Mary Moncrieffe Livingston Ripley (May 11, 1914 – April 15, 1996) was a U.S. horticulturist, entomologist, photographer, and scientific collector.

==Early life==
Mary Livingston was born in New York City in 1914. She was the daughter of Gerald Moncrieffe Livingston, a governor of the New York Stock Exchange, and Eleanor Hoffman (née Rodewald) Livingston. Through her father, she was a member of the long prominent Livingston family. Her sisters were Mrs. Livingston Briggs and Geraldine Livingston.

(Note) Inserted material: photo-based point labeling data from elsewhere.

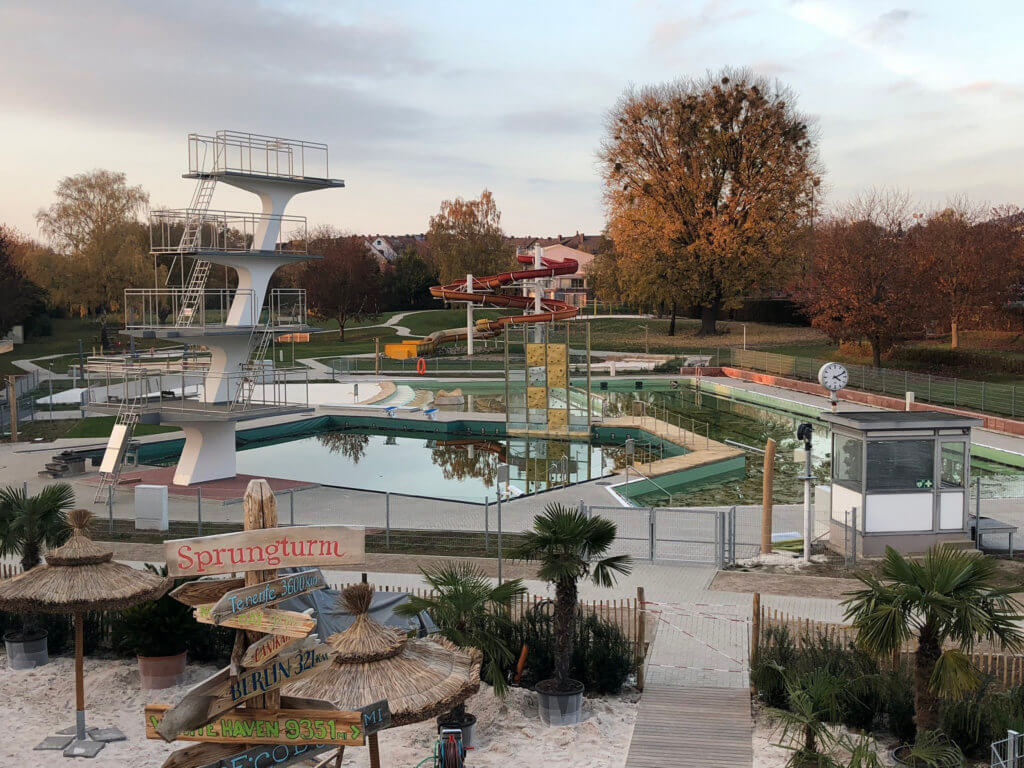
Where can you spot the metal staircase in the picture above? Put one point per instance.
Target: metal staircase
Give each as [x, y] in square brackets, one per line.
[254, 370]
[120, 440]
[192, 299]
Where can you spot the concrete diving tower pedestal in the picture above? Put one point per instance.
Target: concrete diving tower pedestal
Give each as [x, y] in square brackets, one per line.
[236, 381]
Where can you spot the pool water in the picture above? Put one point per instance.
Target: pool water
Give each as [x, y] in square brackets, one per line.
[463, 469]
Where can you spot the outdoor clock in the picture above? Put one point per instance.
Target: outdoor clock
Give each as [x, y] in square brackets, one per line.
[834, 377]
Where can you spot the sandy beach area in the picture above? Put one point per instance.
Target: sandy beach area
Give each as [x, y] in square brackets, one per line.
[39, 702]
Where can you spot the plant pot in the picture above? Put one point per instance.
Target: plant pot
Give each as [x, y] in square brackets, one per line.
[465, 725]
[26, 650]
[899, 757]
[161, 672]
[559, 707]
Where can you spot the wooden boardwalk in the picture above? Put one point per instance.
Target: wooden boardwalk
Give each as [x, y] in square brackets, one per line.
[692, 728]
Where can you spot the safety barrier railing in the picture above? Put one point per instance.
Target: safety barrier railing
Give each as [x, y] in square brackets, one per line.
[254, 154]
[223, 230]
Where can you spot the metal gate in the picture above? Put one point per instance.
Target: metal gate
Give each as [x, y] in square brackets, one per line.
[678, 535]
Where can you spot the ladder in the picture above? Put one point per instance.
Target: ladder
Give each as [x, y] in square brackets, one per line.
[254, 370]
[128, 416]
[193, 297]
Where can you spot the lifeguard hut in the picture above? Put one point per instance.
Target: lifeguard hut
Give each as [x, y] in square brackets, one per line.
[899, 479]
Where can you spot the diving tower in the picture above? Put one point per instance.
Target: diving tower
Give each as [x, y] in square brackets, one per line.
[231, 381]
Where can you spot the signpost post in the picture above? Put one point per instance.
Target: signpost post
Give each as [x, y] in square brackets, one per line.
[237, 713]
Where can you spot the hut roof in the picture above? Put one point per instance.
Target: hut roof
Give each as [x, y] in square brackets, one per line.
[420, 677]
[80, 576]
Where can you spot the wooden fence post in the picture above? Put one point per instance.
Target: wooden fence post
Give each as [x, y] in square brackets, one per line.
[641, 637]
[767, 487]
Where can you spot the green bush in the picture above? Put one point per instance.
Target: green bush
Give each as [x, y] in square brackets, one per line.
[602, 656]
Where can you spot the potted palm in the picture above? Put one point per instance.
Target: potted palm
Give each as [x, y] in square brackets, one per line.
[159, 634]
[472, 612]
[568, 547]
[945, 601]
[28, 525]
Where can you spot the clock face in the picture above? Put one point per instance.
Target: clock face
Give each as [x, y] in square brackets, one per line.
[834, 377]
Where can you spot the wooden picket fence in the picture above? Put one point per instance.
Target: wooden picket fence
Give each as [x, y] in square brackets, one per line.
[1007, 670]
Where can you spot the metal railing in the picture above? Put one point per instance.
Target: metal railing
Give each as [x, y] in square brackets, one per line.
[254, 154]
[940, 390]
[147, 308]
[201, 391]
[1009, 752]
[222, 230]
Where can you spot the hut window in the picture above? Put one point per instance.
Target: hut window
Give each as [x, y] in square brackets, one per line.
[952, 465]
[900, 465]
[847, 462]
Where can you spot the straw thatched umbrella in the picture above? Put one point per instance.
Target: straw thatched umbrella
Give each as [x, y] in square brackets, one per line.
[420, 677]
[78, 577]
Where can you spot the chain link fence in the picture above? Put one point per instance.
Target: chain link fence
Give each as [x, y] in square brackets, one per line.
[940, 390]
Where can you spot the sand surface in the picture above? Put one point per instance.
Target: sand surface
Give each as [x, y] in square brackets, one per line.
[39, 702]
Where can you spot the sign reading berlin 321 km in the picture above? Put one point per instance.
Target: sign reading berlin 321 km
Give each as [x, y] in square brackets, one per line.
[266, 549]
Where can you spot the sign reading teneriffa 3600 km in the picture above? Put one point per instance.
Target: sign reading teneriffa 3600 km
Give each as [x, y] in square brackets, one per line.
[265, 549]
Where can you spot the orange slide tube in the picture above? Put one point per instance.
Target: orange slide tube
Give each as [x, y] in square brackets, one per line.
[551, 309]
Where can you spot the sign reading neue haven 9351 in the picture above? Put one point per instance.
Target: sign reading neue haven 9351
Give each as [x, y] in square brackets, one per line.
[266, 549]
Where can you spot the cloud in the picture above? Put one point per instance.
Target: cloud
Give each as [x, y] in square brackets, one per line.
[200, 66]
[558, 121]
[672, 31]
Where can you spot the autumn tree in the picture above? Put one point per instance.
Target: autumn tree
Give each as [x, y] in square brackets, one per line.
[19, 297]
[98, 247]
[345, 283]
[407, 285]
[864, 282]
[974, 264]
[466, 238]
[713, 179]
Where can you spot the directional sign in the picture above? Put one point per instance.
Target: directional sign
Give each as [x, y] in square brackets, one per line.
[220, 692]
[270, 727]
[269, 621]
[261, 595]
[266, 648]
[266, 549]
[204, 591]
[376, 717]
[267, 756]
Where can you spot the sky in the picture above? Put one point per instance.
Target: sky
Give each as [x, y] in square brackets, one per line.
[422, 101]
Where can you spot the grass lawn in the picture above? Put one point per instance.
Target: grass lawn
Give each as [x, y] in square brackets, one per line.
[628, 335]
[98, 427]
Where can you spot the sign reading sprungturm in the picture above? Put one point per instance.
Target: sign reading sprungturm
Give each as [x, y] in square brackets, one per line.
[266, 549]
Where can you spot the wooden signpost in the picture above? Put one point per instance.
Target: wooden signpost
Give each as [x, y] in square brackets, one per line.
[237, 714]
[269, 621]
[263, 549]
[222, 692]
[376, 717]
[204, 591]
[262, 756]
[266, 648]
[269, 727]
[266, 594]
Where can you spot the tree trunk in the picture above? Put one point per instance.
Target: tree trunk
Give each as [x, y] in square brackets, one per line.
[565, 608]
[926, 704]
[709, 318]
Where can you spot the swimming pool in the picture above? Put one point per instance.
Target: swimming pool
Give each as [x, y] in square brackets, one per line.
[462, 468]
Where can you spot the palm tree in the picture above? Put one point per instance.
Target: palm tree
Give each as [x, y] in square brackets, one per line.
[567, 545]
[30, 522]
[472, 612]
[948, 597]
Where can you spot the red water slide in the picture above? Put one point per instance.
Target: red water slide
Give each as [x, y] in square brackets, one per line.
[482, 295]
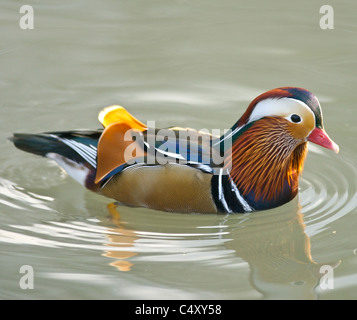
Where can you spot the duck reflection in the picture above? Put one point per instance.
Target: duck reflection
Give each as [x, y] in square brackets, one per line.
[278, 252]
[120, 237]
[273, 243]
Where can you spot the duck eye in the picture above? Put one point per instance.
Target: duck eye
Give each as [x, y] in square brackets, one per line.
[295, 118]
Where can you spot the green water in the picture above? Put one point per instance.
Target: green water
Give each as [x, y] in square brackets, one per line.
[185, 63]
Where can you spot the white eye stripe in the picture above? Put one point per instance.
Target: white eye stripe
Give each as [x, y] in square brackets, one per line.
[283, 107]
[295, 116]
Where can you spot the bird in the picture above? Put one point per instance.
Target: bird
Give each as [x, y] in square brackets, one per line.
[253, 166]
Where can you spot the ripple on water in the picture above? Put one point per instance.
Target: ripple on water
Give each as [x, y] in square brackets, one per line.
[327, 190]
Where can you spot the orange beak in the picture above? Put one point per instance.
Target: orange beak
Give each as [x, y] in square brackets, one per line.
[320, 137]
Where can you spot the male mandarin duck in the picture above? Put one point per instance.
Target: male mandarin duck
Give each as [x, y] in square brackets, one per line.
[261, 166]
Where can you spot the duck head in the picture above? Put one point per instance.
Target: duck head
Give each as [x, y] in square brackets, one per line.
[269, 143]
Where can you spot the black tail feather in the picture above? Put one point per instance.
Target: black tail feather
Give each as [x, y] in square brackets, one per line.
[52, 142]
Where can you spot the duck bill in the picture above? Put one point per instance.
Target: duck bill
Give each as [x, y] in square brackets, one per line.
[320, 137]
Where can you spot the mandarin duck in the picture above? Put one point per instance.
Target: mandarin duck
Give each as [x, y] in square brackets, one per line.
[173, 170]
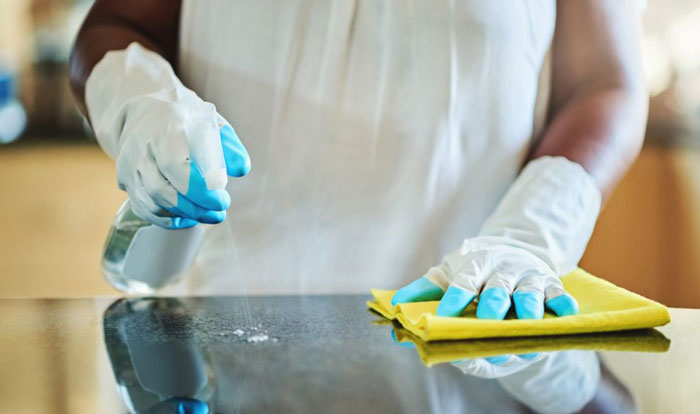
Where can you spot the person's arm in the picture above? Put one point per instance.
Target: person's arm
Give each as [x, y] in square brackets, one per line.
[113, 25]
[542, 225]
[173, 150]
[599, 100]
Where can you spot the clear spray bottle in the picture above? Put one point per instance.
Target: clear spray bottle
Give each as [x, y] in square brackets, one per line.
[139, 257]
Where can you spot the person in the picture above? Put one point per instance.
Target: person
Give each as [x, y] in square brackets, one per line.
[383, 135]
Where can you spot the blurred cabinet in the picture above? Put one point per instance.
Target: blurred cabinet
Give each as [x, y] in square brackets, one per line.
[648, 236]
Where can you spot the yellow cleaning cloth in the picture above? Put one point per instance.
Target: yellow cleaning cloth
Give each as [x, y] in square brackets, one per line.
[602, 307]
[437, 352]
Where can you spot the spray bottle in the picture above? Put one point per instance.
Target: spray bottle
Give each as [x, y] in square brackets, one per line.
[140, 257]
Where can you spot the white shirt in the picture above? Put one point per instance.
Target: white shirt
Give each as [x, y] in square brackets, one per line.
[381, 133]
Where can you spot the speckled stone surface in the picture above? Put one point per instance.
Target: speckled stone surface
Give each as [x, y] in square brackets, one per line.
[319, 354]
[302, 354]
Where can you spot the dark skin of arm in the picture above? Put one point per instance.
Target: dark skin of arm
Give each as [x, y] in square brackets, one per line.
[113, 25]
[598, 105]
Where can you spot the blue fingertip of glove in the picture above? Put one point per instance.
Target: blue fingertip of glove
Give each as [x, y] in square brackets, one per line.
[187, 209]
[192, 407]
[528, 305]
[420, 290]
[177, 223]
[235, 155]
[493, 303]
[199, 194]
[454, 301]
[563, 305]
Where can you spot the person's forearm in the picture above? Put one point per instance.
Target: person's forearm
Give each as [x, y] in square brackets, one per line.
[113, 26]
[599, 99]
[602, 129]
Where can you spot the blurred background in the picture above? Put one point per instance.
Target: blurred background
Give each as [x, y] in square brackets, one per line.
[60, 196]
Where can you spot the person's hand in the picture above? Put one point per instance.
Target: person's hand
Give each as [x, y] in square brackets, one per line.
[173, 150]
[497, 366]
[538, 232]
[497, 269]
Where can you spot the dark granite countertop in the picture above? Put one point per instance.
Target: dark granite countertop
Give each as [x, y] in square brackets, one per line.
[302, 354]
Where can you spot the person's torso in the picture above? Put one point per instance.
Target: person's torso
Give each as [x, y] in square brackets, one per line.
[381, 133]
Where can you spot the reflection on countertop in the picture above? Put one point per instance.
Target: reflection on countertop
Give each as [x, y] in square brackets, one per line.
[300, 354]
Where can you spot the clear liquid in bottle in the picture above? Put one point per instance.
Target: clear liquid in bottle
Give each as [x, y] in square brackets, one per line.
[140, 257]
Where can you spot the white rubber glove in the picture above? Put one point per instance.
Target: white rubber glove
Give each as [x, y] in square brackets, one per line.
[173, 150]
[557, 382]
[538, 232]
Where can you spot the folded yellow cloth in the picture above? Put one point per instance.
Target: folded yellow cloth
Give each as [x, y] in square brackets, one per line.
[602, 307]
[438, 352]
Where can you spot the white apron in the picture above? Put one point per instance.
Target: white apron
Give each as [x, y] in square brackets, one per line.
[381, 132]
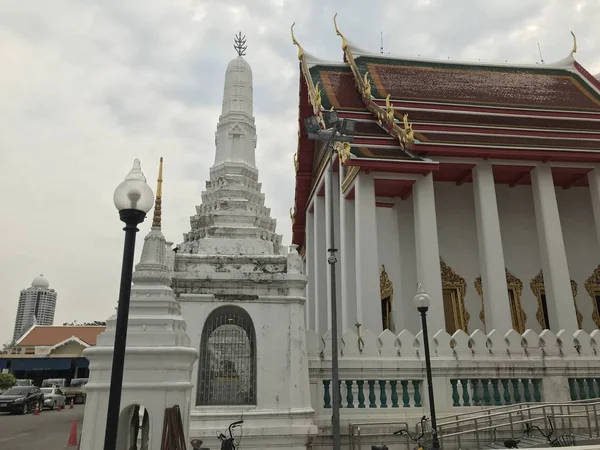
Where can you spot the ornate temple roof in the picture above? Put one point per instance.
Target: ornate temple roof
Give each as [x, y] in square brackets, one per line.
[414, 110]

Her paternal grandfather was Crawford Livingston and her maternal grandfather was William MacNeil Rodewald of Tuxedo Park, New York. Her great-grandfather was the Rev. Dr. Charles Frederick Hoffman.

==Career==
She worked in a clerical position for the Office of Strategic Services during World War II. While traveling with the OSS, she was a roommate of Julia Child (then Julia McWilliams).

After she married, she accompanied her husband on ornithological and entomological expeditions to India, Bhutan, Indonesia and Irian Jaya. Ripley's work of organizing volunteers led to the creation of the Smithsonian Institutions Women's Committee.

In 1983, Ripley was made an Honorary life member of the Smithsonian's Women's Committee.

==Personal life==
Mary, a member of the Colony Club and the Colonial Lords of the Manors and the Colonial Dames of America, was first married to Spencer F. Eddy Jr., son of diplomat Spencer F. Eddy, before their divorce in 1935. While stationed in Sri Lanka (then known as Ceylon) and working for the OSS, she met Sidney Dillon Ripley. They married in 1949, and were the parents of three daughters:Julie Dillon Miller, Rosemary L. Ripley, and Sylvia McNeill Addison.

Ripley died in Litchfield, Connecticut on April 15, 1996. The Mary Livingston Ripley Garden, part of the Smithsonian Gardens, is named after her.